The first attempt #12705 kept the API introduced in #12006 (an extra flag Marshal.Compression in the Marshal standard library module) and tried to make sure that the ZSTD library is dynamically linked with ocamlopt-generated executables only if the Marshal module is actually used. This failed because of limitations of some system linkers.

The present attempt removes the Marshal.Compression API and makes compressed marshaling unavailable via the standard library and private to the OCaml compilers. A new module Compression is added to the compilers and to compiler-libs, and used to compress and uncompress the same compilation artefacts as in #12006. (Unless ZSTD is not available or configured out, in which case plain marshaling is used.)

The implementation reuses parts of the first attempt #12705:

  • The ZSTD-specific C code is moved to runtime/zstd.c and hooks into extern.c and intern.c when activated.
  • The bytecode interpreter ocamlrun and executables produced with ocamlc -custom always include zstd.c and always dynamically link with ZSTD. (Doing otherwise complicates coldstart and bootstrap too much.)

What's new in this second attempt:

  • Native-code executables produced by ocamlopt do NOT include zstd.c and do NOT link with ZSTD, unless they use compiler-libs (see next).
  • zstd.c and -lzstd are automatically included when linking with ocamlcommon.cmxa, the first part of native-code compiler-libs. This makes them usable from ocamlc.opt, ocamlopt.opt, and any native-code program that uses compiler-libs and therefore needs to work with compressed compilation artifacts.
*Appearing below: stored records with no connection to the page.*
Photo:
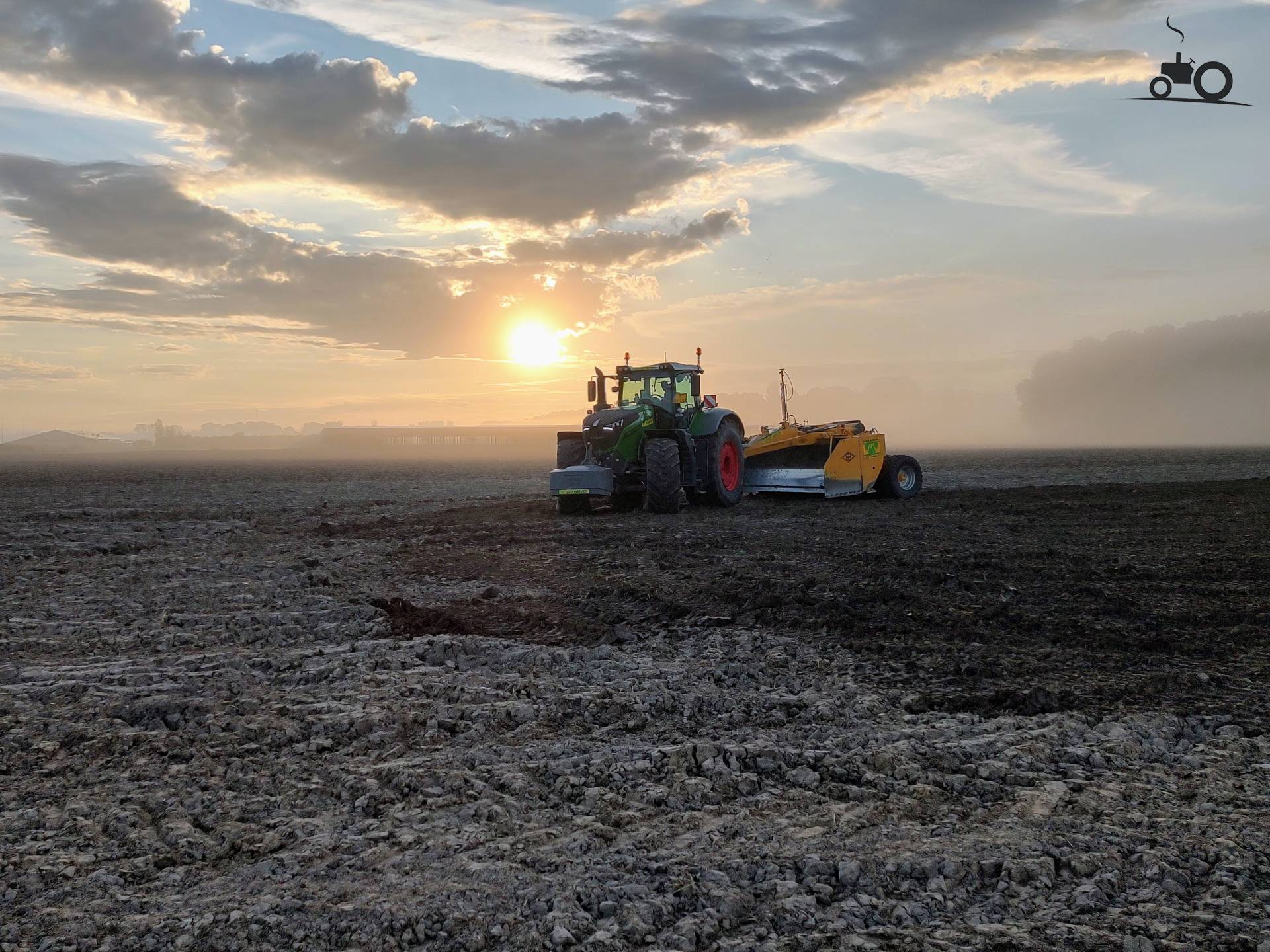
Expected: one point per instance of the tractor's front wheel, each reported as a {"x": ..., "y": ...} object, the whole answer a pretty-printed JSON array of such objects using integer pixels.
[
  {"x": 662, "y": 475},
  {"x": 726, "y": 473}
]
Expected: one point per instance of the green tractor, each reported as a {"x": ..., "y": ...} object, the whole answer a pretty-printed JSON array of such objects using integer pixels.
[{"x": 661, "y": 437}]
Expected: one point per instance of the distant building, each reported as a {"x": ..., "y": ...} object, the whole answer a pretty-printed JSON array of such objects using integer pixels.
[{"x": 64, "y": 442}]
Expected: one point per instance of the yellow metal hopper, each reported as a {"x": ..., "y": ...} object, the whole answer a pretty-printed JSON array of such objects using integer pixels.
[{"x": 841, "y": 459}]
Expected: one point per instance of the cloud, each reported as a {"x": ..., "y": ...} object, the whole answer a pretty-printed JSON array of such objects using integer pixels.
[
  {"x": 1203, "y": 382},
  {"x": 269, "y": 220},
  {"x": 169, "y": 370},
  {"x": 643, "y": 249},
  {"x": 972, "y": 157},
  {"x": 175, "y": 266},
  {"x": 343, "y": 122},
  {"x": 492, "y": 33},
  {"x": 799, "y": 65},
  {"x": 18, "y": 371}
]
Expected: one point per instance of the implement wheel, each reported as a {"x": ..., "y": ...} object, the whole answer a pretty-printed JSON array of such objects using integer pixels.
[
  {"x": 727, "y": 466},
  {"x": 662, "y": 476},
  {"x": 901, "y": 477}
]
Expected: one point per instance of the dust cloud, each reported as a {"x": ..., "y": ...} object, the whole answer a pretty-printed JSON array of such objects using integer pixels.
[{"x": 1206, "y": 382}]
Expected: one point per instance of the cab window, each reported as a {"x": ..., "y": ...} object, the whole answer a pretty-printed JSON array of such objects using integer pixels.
[
  {"x": 633, "y": 390},
  {"x": 683, "y": 385}
]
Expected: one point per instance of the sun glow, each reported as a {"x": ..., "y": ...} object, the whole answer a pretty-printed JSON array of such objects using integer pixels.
[{"x": 534, "y": 344}]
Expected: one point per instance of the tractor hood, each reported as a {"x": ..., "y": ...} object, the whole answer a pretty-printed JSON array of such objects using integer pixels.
[{"x": 603, "y": 427}]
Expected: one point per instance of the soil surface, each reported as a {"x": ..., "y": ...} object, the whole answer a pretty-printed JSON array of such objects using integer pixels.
[{"x": 329, "y": 709}]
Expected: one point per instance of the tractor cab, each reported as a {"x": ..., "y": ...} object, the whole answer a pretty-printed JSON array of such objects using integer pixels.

This PR is against 5.1, so that it can be integrated in release 5.1.1. Two points of attention:

  • Accepting this PR means that we introduce an API incompatibility between 5.1.1 and 5.1 (the removal of the Marshal.Compression flag). IIRC, we never did this (a minor release with an incompatible API) before. The working group composed of @dra27, @Octachron, @nojb and I think this is acceptable given the circumstances. This will have to be confirmed at the next developers meeting.
  • The implementation of this PR was intentionally kept small and a bit hackish to minimize the changes in 5.1.1. If it is accepted, we (the working group) have ideas to clean up the implementation and perhaps make compressed marshaling accessible to users again (as a separate library in otherlibs/, explicitly linked, like the Unix library) in time for 5.2.

xavierleroy and others added 6 commits November 4, 2023 19:37
Currently, both the bytecode version and the native-code version of
Dynlink drag in many modules from the compiler, including some that
use compressed marshaling.  This causes users of dynlink.cmxa to
depend on -lzstd systematically.

Actually, the native-code version of Dynlink needs much fewer compiler
modules, none of which require compressed marshaling.

This commit just shrinks the list of compiler modules included in
dynlink.cmxa, thus cutting the dependency on -lzstd.
Manual cherry-pick from 7ed7268 .

Co-authored-by: David Allsopp <david.allsopp@metastack.com>
These functions used to be in extern.c and intern.c.
Now, they are in zstd.c and connect themselves to extern.c and intern.c
via hooks activated by a new primitive `caml_zstd_initialize`.
- Removes the Marshal.Compression constructor, in preparation for
  explicit API in 5.2
- Add just to_channel (for now) to ocamlcommon
- caml_zstd_initialize called from Compression for now.
…value`

The "flags" argument was always [], so remove it.
This avoids an Obj.magic in compression.ml.
@xavierleroy xavierleroy force-pushed the no-marshal-compression-flag-1 branch from d0c4a14 to 63f2cfa Compare November 12, 2023 17:30
Under the hood, it's just `Stdlib.input_value`.
However, it documents the places in the compiler where we expect to read
compressed marshaled data.
…erlibs

We attach -lzstd to ocamlcommon.cmxa and insert zstd.n.o in ocamlcommon.a.
(The latter is a hack, to be replaced by something better eventually.)
@xavierleroy xavierleroy force-pushed the no-marshal-compression-flag-1 branch from 63f2cfa to 768beb3 Compare November 12, 2023 17:37
compilerlibs/ocamlcommon.cmxa: $(COMMON_CMI) $(COMMON:.cmo=.cmx) $(ZSTD_OBJ)
$(V_LINKOPT)$(CAMLOPT) -a -linkall -o $@ \
$(ZSTD_FLAGS) $(COMMON:.cmo=.cmx)
$(V_MKLIB)$(ARCMD) r compilerlibs/ocamlcommon.$(A) $(ZSTD_OBJ)
Copy link
Copy Markdown
Contributor Author

@xavierleroy xavierleroy Nov 12, 2023

Choose a reason for hiding this comment

The reason will be displayed to describe this comment to others. Learn more.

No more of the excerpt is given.